At least seven Amazon employees are now confirmed to have died from COVID-19, including another death, announced Thursday, of an associate at a warehouse in Indianapolis, Indiana.
"Upon finding out, I cried," an employee at the Jeffersonville facility told Business Insider, asking not to use their name because they fear losing their job.
"I didn't even find out via Amazon directly contacting me," they said. "I found out because of an online article."
They credited Amazon with taking steps to protect workers, but argued the company "refuses to do everything they can to ensure the safety of employees because there are so many customers ordering items."
"I'm terrified just going to work and doing my job could literally kill me, or my family members if I bring it home," they said. "I do not feel like they care about me as much as they care about their money."
A number of Amazon's facilities have reported dozens of cases as the company enjoys skyrocketing sales to customers who are sheltering in place; numerous workers have said in interviews that while their employer has instituted some measures to protect them — and recently began testing some employees itself — they believe that it values profits over the individual lives of its workers.
Amazon has said it has increased social distancing measures, implemented employee temperature checks, and provided some protective equipment such as masks.
One employee who spoke to Business Insider in early April, requesting anonymity out of fear for their job, complained about the Jeffersonville facility, saying, "there is still no way to not come into contact with others," despite posted guidelines encouraging social distancing.
The employee also lamented that their work did not feel socially necessary. "Our building barely ships any potential essential goods," they said. It's mostly "clothing and jewelry."
"The warehouse is not operating safely at all," said another worker in early April, requesting anonymity for fear of retaliation. "We ask for hand sanitizer daily and get told that they don't have any," they claimed. "Almost everyone I talk to at work [is] scared to come in, but the only we have is to stay home without pay."

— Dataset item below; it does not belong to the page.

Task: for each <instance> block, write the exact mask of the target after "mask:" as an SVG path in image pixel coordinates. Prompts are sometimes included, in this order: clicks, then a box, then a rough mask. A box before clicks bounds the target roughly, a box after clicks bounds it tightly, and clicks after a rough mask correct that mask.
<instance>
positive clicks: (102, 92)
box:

Amazon eliminated that option on May 1: employees who fear entering a potentially contaminated workplace now risk termination, as the company ended its policy of unlimited but unpaid time off, despite a plea from a local public health official in New Jersey where one warehouse allegedly had dozens of cases. Amazon also said that it will soon eliminate hazard pay for workers.
Workers were individually informed of the latest death, according to one employee who spoke to Business Insider.
"I really feel sorry for his family," the employee said, requesting anonymity out of fear of retaliation for speaking to the press. "They use the same robotic response for his death that they do for all the confirmed cases."
The employee said social distancing is still not enforced, nor are there hand-washing stations, as promised, with workers pressured to unload products by internal deadlines, "no matter what the cost."
"I do fear for my life," the worker added, "but I have bills to pay."